I’m not one of those that believe the 1989 Pet Sematary is a great horror movie; I wrote a post last year when I rewatched it that expressed my mixed feelings about it. So it may not seem too a great surprise to anyone that I actually quite liked this, considering that when it came out it was blasted by those that ranked the original highly. To be frank, although I enjoyed the original book when I read it many, many moons ago, having mixed feelings regards the 1989 version I really didn’t expect very much of this film- well, chalk it up to another case of diminished expectations and all that.
I would imagine that the reasons I was pleasantly surprised by this film are the same reasons why champions of the original disliked it. I thought the cast was better in this version, particularly Jason Clarke, John Lithgow and Jete Laurence (I wasn’t enamoured by the 1989 cast who seemed pretty wooden to me), and I quite liked how it diverted from both the 1989 film and indeed the book in its latter stages (why remake a film and slavishly regurgitate the same old events/tropes?), at least offering something ‘new’ (for better or worse) to give some purpose for its existence. I would imagine fans of the original were quite appalled by some of the changes, but to me it felt like the directors (Kevin Kölsch and Dennis Widmyer) were using them as cheeky nods to audience expectations and. yeah, whats the point of a remake if you don’t do something different?

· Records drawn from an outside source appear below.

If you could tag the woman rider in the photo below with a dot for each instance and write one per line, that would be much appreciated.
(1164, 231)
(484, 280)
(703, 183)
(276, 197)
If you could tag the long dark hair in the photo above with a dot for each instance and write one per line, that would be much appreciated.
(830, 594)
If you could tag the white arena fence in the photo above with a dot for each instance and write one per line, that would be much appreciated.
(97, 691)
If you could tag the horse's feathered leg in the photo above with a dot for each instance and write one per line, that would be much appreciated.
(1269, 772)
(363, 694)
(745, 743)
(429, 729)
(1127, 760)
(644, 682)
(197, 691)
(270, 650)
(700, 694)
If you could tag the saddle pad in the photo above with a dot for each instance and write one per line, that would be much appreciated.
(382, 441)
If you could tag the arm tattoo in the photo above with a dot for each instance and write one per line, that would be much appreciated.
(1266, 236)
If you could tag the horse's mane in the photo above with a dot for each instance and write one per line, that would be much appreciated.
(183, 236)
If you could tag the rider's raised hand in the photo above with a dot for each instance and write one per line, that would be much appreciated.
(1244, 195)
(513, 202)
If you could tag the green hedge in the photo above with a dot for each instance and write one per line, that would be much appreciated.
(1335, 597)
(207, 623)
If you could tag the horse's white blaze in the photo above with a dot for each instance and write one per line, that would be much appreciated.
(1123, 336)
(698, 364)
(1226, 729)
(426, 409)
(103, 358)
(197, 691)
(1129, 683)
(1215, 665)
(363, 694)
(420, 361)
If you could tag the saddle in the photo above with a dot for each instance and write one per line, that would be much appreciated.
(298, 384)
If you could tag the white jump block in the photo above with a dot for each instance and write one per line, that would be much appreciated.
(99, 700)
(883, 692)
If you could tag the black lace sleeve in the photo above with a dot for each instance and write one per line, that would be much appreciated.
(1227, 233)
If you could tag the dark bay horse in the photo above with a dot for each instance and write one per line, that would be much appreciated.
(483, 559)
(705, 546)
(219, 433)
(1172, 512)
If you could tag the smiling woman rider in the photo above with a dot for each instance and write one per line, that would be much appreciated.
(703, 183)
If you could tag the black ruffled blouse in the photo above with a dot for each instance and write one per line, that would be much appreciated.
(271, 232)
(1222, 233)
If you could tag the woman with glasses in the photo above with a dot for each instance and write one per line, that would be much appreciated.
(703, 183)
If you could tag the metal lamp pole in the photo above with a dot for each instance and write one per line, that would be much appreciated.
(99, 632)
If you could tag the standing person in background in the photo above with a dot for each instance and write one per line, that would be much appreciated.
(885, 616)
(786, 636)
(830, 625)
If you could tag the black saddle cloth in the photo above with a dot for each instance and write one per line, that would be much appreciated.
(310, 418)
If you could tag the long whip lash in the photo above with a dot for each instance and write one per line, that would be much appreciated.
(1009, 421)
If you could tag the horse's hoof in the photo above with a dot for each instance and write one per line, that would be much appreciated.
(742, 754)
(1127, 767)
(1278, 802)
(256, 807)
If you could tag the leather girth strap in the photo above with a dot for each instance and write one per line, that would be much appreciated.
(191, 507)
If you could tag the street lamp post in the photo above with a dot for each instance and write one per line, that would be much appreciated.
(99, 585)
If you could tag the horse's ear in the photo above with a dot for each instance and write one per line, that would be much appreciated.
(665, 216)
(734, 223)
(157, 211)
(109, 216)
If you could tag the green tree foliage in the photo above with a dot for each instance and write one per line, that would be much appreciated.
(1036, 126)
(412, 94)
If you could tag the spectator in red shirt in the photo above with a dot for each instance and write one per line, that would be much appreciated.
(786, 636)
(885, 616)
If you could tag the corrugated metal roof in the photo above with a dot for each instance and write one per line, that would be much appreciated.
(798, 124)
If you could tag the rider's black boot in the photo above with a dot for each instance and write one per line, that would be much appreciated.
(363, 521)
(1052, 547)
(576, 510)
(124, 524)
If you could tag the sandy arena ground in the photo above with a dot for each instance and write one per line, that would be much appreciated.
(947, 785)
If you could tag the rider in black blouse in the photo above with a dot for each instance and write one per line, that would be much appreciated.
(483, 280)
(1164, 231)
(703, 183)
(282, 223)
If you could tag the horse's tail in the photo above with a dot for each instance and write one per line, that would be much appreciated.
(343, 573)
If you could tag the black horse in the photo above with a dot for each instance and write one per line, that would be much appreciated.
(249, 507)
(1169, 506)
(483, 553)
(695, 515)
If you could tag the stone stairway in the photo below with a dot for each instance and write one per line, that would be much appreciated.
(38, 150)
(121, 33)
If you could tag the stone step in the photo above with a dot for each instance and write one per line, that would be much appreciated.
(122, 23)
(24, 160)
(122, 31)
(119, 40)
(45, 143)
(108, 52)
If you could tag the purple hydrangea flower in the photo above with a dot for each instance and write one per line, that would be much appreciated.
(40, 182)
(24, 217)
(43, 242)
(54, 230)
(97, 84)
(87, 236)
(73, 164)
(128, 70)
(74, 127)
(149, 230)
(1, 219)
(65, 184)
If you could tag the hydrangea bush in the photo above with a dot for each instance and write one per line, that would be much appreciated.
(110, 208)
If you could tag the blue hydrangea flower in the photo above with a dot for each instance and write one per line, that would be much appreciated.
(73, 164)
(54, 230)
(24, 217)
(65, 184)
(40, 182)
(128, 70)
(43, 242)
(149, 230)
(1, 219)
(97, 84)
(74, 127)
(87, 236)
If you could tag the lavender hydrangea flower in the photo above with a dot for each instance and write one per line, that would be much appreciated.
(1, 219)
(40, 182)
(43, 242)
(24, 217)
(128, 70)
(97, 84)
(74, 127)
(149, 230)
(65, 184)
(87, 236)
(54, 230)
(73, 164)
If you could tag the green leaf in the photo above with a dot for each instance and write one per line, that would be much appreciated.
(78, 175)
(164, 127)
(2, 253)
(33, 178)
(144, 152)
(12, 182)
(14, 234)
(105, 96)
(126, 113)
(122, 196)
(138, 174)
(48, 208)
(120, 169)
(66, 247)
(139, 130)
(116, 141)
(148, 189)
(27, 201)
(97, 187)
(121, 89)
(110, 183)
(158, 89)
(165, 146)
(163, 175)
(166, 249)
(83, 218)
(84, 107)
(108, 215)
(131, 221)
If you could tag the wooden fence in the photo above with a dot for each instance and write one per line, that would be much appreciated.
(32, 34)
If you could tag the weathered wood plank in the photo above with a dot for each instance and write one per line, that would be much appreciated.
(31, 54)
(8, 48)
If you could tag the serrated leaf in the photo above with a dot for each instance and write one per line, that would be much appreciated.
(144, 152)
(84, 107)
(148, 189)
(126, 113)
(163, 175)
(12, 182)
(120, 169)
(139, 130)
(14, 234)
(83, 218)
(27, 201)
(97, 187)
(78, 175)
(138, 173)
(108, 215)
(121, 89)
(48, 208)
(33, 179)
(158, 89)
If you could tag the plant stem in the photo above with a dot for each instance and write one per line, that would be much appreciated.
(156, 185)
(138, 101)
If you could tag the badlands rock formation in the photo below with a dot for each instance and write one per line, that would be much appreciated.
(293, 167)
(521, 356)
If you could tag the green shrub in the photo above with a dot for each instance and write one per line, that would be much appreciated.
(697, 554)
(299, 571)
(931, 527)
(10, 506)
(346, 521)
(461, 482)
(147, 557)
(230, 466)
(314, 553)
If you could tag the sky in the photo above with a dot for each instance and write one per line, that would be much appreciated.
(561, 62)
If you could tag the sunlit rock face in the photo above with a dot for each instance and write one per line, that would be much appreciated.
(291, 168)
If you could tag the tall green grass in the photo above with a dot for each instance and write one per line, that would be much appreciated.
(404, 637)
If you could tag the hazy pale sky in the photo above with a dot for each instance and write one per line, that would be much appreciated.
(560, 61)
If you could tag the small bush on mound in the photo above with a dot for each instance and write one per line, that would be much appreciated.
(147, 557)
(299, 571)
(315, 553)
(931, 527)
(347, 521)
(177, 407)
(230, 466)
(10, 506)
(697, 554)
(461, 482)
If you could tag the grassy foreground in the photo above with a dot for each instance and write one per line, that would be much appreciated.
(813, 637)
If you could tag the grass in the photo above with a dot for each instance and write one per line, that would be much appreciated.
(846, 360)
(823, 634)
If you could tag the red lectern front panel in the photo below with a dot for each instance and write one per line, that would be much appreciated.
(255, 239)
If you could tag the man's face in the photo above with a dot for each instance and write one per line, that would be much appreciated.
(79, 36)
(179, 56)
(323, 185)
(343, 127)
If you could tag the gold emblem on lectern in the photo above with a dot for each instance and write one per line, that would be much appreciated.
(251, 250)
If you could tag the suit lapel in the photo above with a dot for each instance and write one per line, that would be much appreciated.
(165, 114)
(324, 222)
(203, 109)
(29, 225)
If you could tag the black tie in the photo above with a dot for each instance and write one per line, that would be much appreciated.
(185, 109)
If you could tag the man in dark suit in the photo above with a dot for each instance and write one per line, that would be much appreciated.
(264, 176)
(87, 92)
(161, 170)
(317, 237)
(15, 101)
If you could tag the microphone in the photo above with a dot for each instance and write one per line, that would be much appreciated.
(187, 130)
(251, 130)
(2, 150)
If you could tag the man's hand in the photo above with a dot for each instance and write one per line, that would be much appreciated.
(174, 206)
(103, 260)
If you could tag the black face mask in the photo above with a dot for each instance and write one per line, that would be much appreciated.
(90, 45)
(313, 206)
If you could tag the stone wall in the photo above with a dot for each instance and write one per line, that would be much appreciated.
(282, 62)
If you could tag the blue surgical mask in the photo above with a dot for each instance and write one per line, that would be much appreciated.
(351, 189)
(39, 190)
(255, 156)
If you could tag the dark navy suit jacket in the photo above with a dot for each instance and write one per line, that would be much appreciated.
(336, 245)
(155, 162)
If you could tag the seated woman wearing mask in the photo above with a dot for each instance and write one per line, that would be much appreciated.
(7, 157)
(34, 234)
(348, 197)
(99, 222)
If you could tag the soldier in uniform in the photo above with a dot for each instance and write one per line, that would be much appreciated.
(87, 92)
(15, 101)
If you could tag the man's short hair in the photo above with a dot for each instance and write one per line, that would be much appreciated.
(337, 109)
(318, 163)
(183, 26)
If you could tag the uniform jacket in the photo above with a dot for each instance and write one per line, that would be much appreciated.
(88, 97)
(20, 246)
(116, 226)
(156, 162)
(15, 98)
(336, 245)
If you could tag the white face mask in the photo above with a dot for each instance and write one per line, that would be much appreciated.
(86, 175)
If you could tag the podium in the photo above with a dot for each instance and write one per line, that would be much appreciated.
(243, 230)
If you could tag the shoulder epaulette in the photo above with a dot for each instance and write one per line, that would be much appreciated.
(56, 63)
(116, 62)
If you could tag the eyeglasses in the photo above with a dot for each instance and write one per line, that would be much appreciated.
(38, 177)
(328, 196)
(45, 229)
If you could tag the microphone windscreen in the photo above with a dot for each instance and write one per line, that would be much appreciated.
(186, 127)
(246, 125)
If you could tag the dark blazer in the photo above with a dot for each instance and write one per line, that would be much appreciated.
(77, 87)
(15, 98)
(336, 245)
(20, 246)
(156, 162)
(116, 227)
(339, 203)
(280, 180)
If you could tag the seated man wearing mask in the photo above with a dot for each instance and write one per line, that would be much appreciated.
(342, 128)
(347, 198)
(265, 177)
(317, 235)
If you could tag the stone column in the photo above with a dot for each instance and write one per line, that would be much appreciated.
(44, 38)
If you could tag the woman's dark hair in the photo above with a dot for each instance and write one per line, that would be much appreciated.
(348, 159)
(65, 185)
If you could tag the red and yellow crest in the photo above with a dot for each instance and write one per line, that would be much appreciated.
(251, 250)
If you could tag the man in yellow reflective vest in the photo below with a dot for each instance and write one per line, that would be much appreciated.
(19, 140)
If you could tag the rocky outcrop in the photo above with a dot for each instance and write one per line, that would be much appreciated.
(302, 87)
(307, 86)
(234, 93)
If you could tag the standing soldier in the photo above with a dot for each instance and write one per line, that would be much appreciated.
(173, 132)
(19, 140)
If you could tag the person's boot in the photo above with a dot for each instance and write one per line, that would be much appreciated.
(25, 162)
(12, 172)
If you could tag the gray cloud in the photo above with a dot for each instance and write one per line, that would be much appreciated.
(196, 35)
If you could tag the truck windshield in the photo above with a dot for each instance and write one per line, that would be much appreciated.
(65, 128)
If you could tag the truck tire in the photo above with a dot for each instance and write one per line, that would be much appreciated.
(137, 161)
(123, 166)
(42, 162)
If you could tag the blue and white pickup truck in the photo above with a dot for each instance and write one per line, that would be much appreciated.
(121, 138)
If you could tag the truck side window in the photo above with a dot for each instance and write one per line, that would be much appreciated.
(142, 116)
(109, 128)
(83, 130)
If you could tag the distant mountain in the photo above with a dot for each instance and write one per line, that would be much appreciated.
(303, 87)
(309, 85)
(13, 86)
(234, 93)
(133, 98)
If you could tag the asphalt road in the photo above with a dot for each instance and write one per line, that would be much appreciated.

In fact, the only thing I really, really missed in this version was the originals evocative Elliot Goldenthal score, which ranks as one of my very favourite horror soundtracks (Christopher Young’s score here is no disaster but it doesn’t really imbue the film with its own character, it feels more generic- although I have to confess Goldenthal’s score shares a lot with Goldsmiths Poltergeist). I also think this film was a little short, even though it ran a little over two hours, as I think while it maintained most of the beats of the original story I think it needed more character moments, to help cement the mood and effectiveness of the scares. Empathy, afterall, is everything in a horror movie- its no good being assailed with jump scares and gore if you don’t really care very much for the protagonists. Another twenty to thirty minutes, I think, would possibly have improved the film no end. For one thing, the last third of the film feels so rushed it unfortunately seems to lose some impact, even though I welcomed how it diverted from what I expected. ironically, its almost as if the film-makers lost confidence the more they moved away from what happened in the original book and film.
So anyway. I think there were many positives in this film. Sure its not perfect (maybe a third attempt in another twenty years will finally get it done right) but on the whole I thought it was an atmospheric, good old-fashioned horror yarn and really enjoyed it. Hmm, diminished expectations and all that might be the answer to anyone considering watching this film- give it a shot and you might be as pleasantly surprised as I was.